We have discovered FB has almost no customer service, and their information is uniformly vague. We have no idea when our “case” will be reviewed. Yes, suddenly they are using the word “case.” We have not the slightest idea why we are a “case” and find the situation exceedingly embarrassing and humiliating. Mostly, we post pics of mail art and news about contemporary poetry. Some have suggested that someone had to have reported us for a violation. If this is the case, we would like to know what that alleged violation is, if it is more than the charge of DVS being a fake person. There is an appeal process we will pursue if the “government identification” we sent is not sufficient. Reports concerning the appeal process are not positive either.
Some of our FB friends are people we have known for years. Some are current coworkers. (We use the FB account for art and professional (which overlap) and communicate with family elsewhere.) The account is not fake, and friends can attest to that. Yes, we admit to having a sense of humor. However, we have provided FB with accurate information and followed the rules to the best of our knowledge, so the disabling of the account comes as a surprise. The assumption of guilt – the disabling of the account with minimal explanation and no timeframe – is unlike anything we have encountered in cyberspace before.

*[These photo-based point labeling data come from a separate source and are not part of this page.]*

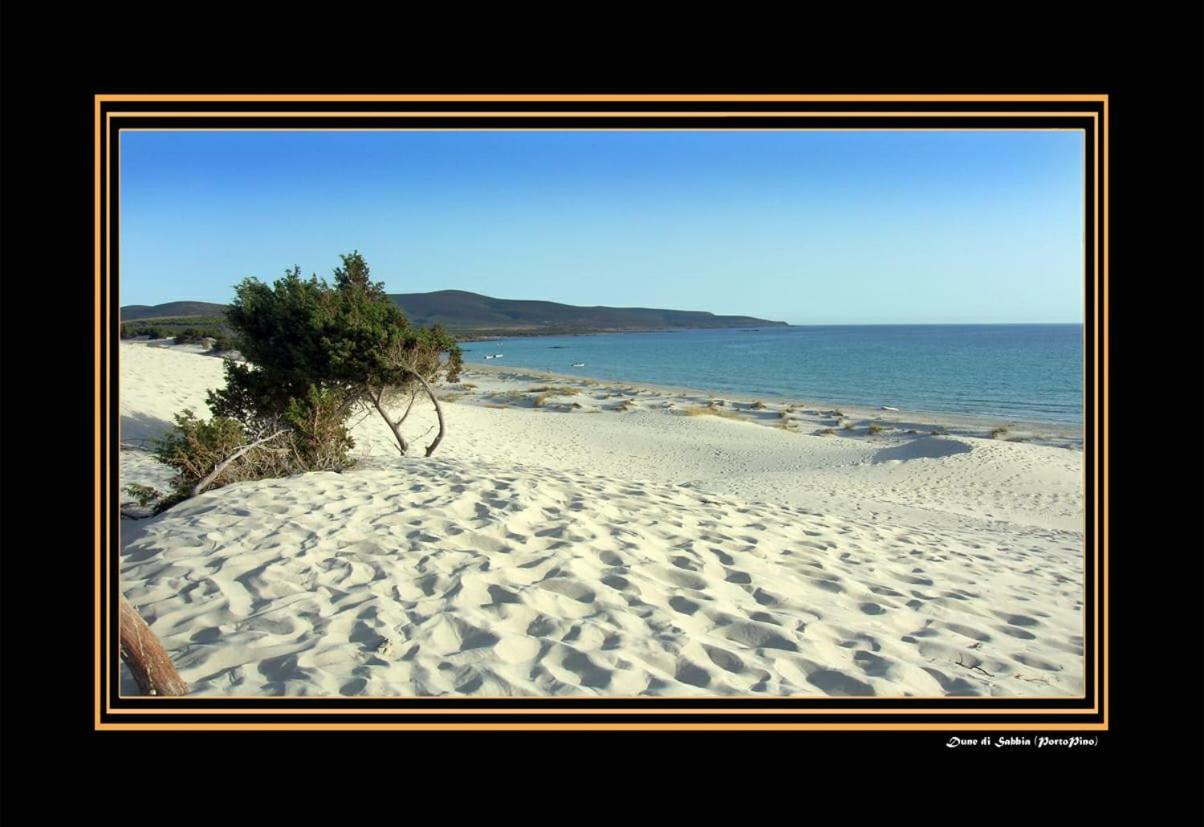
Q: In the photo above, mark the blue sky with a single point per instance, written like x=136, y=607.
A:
x=801, y=226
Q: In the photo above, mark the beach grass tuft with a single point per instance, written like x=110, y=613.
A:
x=703, y=411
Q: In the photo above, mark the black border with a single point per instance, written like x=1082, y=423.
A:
x=844, y=710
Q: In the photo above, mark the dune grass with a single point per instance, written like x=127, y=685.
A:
x=706, y=409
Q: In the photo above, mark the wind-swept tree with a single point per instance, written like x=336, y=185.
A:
x=317, y=350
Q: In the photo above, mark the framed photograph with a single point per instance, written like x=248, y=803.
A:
x=602, y=412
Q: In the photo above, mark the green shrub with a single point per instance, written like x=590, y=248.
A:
x=190, y=335
x=223, y=343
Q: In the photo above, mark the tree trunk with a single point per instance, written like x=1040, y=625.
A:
x=438, y=412
x=146, y=657
x=224, y=464
x=395, y=426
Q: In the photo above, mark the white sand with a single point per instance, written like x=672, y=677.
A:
x=590, y=550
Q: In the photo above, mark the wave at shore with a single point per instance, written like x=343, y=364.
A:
x=645, y=549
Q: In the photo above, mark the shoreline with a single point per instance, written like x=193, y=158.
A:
x=607, y=539
x=1044, y=432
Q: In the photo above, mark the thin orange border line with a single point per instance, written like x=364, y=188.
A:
x=626, y=725
x=595, y=114
x=586, y=710
x=611, y=98
x=1101, y=171
x=99, y=412
x=1103, y=372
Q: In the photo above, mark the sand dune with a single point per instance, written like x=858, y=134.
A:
x=639, y=550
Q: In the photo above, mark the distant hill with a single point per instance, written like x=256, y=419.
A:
x=172, y=308
x=468, y=313
x=459, y=309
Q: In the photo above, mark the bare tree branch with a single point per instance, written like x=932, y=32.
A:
x=146, y=657
x=224, y=464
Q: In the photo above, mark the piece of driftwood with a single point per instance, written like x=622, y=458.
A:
x=146, y=657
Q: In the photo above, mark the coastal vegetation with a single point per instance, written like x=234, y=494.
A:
x=314, y=353
x=472, y=317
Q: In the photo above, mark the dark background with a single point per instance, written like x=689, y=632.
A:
x=1151, y=66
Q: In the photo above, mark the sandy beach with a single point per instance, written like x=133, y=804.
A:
x=579, y=537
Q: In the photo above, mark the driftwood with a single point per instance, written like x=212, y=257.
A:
x=146, y=657
x=224, y=464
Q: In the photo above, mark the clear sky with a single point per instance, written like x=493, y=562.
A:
x=800, y=226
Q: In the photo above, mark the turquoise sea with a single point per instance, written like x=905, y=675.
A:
x=1025, y=372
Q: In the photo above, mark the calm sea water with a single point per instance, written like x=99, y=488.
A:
x=1030, y=372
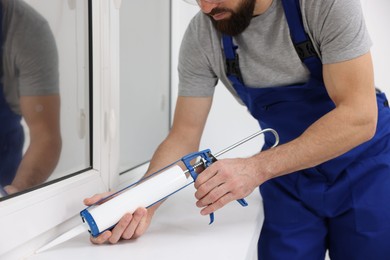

A quick search reveals that people report disabled FB account issues are resolved from a day or two to never. What looks like a large segment of posters claim they submit the required information to FB and never receive a response and the accounts remain disabled. Even without an official ruling on guilt or innocence by FB, the people with disabled accounts are not permitted to open new accounts, based on online information. So we are not sure when, if ever, we will be back on FB. Actions like this by FB must be devastating for people who use the site for commercial purposes or to keep in contact with family members – not people guilty of an infraction but innocent people who suddenly find themselves frozen out with little explanation or recourse.
Clearly, IUOMA-Ning is not adequate any longer for the great work of MinXus-Lynxus. We will continue to post and participate at IUOMA-Ning, of course; but we will look into establishing a presence on Twitter, Instagram and other similar venues. We will return to FB if possible, as so many friends are there.
After this Orwellian and Kafkaesque experience with FB, all we can advise Tenderfoots: “Watch your back.”